The new law signed into law last night by North Carolina Gov. Pat McCrory, which prevents city governments from protecting the rights of transgender people and others in the LGBTQ community is utterly wicked.

To knowingly place transgender people in a dangerous situation by forcing them to use a bathroom not consistent with their gender identity is beyond comprehension. But that’s exactly what the new law does by requiring that public agencies “require every multiple occupancy bathroom or changing facility to be designated for and only used by persons based on their biological sex,” with biological sex defined as “the physical condition of being male or female, which is stated on a person’s birth certificate.”

If you are yourself not trans or don’t have a close friend or family member who is, you may not understand. Imagine that you are a trans woman whose appearance, voice and gait indicate being female but your birth certificate identifies you as male. Now, imagine that you are forced to use a public bathroom where you encounter men who will be wondering what a woman is doing there, and you become fearful of physical assault should they suspect or discover that you are a trans person. Or imagine that in every way your appearance is male although your birth certificate identifies you as female, and you try to use the women’s room. How would you expect to be received?

McCrory and the lawmakers who pushed through this oppressive legislation have diabolically accused the victims of this bad law of the very thing that they are themselves enabling. Expressing concerns to the two Republican council members before the Charlotte City Council passed its ordinance to protect the right of transgender people to use the bathroom of their preference, McCrory wrote, “This shift in policy could also create major public safety issues by putting citizens in possible danger from deviant actions by individuals taking improper advantage of a bad policy.”

There are absolutely no credible reports of trans people — or, for that matter, devious men posing as females — attacking women and children in public bathrooms. To the contrary, trans people are far more likely to be the victims of violence, with the US Justice Department reporting that one in two transgender people are sexually abused or assaulted at some point in their lives. North Carolina’s new Public Facilities Privacy & Security Act is bullying and endangering an already vulnerable population by cynically exploiting public fear for political gain.

In addition to their misplaced concern about public safety, McCrory, House Speaker Tim Moore and others, have expressed concerns about privacy. And again, just as their ill-conceived law is jeopardizing the public safety of trans people, they are also violating their privacy. The fact is that when a trans woman goes into a bathroom stall, in all likelihood no one is going to see what’s between her legs. And it’s no one else’s business. In fact, trans people use the bathrooms of their gender preference every day and pass unnoticed.

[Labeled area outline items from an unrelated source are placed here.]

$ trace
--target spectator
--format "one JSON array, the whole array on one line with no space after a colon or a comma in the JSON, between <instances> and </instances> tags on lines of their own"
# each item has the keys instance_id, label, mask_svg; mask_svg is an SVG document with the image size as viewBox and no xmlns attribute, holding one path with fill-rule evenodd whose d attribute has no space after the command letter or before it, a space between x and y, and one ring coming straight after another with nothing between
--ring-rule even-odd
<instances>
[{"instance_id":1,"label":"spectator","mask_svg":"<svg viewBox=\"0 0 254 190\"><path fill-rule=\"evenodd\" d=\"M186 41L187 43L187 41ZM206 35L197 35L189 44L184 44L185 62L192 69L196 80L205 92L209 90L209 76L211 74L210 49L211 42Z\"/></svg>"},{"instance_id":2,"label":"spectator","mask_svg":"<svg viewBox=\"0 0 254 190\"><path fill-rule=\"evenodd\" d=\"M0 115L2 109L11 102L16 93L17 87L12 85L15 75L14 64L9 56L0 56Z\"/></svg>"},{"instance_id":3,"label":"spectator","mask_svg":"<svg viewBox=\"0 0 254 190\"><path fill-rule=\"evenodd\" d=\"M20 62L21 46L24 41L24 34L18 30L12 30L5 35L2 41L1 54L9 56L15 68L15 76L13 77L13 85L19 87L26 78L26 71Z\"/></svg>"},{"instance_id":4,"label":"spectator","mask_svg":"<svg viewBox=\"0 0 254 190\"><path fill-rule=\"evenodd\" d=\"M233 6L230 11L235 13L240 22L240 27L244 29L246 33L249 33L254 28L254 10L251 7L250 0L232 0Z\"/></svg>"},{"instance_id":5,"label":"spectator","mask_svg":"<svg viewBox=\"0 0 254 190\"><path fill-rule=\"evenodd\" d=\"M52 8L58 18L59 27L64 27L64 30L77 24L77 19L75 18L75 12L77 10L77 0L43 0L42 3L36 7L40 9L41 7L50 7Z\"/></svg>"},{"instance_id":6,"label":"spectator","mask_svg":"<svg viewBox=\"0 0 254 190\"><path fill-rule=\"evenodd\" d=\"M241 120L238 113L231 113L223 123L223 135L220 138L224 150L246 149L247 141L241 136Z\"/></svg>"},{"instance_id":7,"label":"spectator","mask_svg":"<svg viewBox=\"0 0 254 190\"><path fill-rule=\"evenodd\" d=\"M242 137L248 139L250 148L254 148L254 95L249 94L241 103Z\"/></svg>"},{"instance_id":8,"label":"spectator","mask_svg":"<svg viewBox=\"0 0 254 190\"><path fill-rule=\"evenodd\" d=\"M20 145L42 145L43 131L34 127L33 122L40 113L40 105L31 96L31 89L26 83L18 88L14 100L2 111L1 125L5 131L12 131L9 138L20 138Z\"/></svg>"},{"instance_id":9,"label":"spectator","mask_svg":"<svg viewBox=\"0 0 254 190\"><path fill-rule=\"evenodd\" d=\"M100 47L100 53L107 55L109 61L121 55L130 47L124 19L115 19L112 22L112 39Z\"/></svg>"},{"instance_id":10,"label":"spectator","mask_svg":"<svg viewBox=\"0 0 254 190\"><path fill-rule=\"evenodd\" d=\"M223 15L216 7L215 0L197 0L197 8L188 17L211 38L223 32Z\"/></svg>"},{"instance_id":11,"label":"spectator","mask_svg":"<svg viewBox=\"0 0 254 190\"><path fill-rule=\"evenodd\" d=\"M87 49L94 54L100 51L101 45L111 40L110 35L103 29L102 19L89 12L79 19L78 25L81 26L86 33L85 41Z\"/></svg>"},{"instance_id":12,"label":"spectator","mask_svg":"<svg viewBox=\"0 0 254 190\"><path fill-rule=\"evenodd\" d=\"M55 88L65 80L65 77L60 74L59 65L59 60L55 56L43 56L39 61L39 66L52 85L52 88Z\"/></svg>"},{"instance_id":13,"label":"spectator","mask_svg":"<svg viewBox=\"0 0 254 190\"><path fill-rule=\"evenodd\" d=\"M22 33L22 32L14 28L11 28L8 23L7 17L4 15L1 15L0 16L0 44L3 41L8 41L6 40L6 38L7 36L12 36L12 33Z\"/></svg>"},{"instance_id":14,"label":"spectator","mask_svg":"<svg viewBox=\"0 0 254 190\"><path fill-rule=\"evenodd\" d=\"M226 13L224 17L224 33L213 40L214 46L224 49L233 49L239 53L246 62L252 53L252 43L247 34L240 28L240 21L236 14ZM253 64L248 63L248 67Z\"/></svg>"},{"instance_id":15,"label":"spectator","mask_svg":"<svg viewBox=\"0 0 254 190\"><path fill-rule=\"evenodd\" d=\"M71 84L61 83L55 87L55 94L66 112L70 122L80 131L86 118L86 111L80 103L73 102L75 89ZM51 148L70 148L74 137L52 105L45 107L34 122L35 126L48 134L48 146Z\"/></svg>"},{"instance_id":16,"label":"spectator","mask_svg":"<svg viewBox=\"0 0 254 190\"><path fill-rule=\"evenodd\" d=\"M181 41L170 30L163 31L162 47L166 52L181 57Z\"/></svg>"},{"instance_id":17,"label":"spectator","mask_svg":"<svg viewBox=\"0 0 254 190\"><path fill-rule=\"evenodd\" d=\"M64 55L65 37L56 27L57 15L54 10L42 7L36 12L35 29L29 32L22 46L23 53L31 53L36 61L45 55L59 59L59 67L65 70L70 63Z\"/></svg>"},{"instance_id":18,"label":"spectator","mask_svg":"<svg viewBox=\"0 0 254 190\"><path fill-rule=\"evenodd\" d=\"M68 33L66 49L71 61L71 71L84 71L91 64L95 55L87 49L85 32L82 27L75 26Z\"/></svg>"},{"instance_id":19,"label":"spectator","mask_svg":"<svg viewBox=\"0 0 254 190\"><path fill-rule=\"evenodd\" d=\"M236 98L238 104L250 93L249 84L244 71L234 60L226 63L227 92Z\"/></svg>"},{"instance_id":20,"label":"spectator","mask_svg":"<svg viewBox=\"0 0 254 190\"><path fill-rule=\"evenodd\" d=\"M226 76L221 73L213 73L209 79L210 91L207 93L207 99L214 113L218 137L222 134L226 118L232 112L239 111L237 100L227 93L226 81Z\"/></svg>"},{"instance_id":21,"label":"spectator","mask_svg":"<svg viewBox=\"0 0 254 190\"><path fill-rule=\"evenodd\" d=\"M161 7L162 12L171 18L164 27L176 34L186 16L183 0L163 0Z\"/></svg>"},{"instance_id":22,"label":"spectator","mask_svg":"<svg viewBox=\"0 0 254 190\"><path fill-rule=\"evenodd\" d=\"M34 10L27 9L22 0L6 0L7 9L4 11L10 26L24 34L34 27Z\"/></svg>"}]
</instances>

This disgusting law forces trans people to choose between using a bathroom where they’re likely to face harassment or one where they’re liable to have the police called on them or be ordered off the premises. It essentially criminalizes and stigmatizes the very being of trans people. It’s wrong, and the elected officials who did this know better. They know they’re hurting trans people. They know they’re exploiting unfounded fears for political gain.

For anyone born after 1975, government that fails to respond to needs or does so with half measures is almost an expectation. But for the past six years, state government in Raleigh has been acting mainly to harm us, from overturning Greensboro’s proactive rental housing inspection program RUCO to stoking xenophobia through a loophole-ridden law that was supposed to prevent police from accepting community IDs from undocumented immigrants. Like Charlotte’s anti-discrimination ordinance, these are examples of the state intervening to prevent cities from taking action to improve people’s lives. To top it off, the so-called Public Facilities Privacy & Security Act includes a rider prohibiting cities from requiring that contractors pay employees more than minimum wage. This comes at a time when Winston-Salem, High Point and Greensboro are all wrestling with how to alleviate poverty. Our state representatives have elected to take away a tool that might make a real difference.

We don’t have representative government. Those of us who live in North Carolina’s cities and hold progressive values have been squeezed into Democratic-leaning districts that don’t have a voice in Raleigh. If the Republican lawmakers who jam this trash down our throats are bold enough to stand behind their actions, they should allow a nonpartisan redistricting committee — or better yet, a computer — to redraw the electoral maps, and then face us at the polls.

Luckily for us, at least one of the perpetrators of this travesty can’t hide in a partisan gerrymandered voting district. Gov. McCrory, who has to run statewide, will be hearing from us in November.